Matthew presste grimmig die Lippen zusammen. Er nahm sein Telefon heraus und tippte eine Nachricht.

Sobald er auf Senden drückte, startete er sein Auto und raste mit hoher Geschwindigkeit davon.

————

Später am Nachmittag zog Stella einen einfachen und eleganten hellen Geschäftsanzug an und ging zur Prosperity Group.

Prosperity Group war eines der führenden Unternehmen in Seamarsh. Die Angestellten waren auf die eine oder andere Weise die Elite der Stadt.

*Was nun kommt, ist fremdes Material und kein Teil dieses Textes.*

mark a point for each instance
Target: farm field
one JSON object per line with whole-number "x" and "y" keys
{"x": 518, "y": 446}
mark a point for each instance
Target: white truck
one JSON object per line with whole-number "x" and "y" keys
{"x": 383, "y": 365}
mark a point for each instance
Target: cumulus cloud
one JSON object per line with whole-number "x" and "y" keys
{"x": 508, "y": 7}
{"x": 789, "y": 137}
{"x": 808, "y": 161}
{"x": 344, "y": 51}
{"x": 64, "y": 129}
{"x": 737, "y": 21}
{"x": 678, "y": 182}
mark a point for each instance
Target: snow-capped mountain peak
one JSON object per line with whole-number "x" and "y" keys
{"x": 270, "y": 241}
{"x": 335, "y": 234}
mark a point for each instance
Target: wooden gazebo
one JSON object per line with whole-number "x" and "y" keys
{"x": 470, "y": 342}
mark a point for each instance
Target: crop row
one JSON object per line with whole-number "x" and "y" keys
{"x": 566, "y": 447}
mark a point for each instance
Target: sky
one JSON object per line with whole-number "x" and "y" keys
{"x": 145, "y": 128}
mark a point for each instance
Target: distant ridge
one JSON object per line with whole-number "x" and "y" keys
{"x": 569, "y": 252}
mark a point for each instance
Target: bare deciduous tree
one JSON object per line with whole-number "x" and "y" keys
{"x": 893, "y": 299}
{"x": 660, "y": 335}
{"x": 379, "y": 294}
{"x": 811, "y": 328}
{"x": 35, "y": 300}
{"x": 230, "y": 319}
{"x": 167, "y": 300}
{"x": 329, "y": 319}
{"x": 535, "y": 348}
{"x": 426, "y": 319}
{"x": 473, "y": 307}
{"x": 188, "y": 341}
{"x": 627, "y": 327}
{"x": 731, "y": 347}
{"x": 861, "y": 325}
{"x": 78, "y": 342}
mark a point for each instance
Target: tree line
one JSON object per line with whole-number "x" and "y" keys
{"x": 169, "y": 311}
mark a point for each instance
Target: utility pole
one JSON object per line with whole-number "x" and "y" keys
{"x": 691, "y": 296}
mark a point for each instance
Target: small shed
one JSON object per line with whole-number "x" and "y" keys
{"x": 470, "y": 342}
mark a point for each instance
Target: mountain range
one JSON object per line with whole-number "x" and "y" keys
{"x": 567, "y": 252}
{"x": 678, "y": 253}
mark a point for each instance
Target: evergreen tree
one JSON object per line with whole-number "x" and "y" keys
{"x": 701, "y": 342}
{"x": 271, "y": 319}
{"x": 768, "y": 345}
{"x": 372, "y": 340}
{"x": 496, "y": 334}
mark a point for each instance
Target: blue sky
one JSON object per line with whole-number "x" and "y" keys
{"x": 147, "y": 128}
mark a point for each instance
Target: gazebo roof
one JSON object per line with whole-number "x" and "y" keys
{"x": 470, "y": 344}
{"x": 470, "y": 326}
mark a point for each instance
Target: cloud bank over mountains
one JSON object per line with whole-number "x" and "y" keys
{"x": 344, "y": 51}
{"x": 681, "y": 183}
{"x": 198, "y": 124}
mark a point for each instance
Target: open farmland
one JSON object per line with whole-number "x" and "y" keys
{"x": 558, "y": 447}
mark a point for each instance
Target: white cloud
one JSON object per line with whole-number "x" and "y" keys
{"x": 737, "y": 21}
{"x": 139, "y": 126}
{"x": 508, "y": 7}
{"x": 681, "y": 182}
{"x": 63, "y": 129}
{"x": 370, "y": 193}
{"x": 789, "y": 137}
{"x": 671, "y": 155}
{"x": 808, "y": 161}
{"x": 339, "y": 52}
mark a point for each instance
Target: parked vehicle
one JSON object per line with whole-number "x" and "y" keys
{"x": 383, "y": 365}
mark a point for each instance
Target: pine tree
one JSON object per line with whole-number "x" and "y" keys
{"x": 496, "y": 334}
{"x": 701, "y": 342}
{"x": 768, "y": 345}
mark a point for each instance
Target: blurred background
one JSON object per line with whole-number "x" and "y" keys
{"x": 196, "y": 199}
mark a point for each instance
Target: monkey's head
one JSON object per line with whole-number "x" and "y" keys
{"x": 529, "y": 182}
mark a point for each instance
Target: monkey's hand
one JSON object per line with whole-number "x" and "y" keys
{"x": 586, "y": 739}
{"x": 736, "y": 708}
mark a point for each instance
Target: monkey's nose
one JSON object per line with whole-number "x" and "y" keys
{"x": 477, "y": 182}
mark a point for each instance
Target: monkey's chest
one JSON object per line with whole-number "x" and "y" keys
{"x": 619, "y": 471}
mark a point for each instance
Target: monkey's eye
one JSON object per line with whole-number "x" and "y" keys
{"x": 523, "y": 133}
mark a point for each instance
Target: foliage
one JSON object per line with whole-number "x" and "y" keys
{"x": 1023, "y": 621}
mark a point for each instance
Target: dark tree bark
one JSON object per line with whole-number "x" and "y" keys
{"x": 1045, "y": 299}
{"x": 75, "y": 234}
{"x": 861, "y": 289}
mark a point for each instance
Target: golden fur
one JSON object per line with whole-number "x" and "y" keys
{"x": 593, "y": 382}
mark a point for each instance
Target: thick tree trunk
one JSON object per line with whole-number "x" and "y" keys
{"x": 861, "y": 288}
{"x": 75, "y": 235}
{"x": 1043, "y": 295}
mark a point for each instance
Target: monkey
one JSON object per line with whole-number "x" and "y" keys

Stella betrat das prächtige Gebäude, in dem sich die Zentrale der Gruppe befand. Dank ihres hervorragenden Lebenslaufs hatte sie einen Job als leitende PR-Fachkraft des CEO Matthew bekommen.

Die Leiterin der PR-Abteilung, Luna James, brachte Stella zu Matthew.

Was Stella nicht wusste, war, dass der Mann, für den sie arbeiten sollte, eigentlich ihr Ehemann Maverick war.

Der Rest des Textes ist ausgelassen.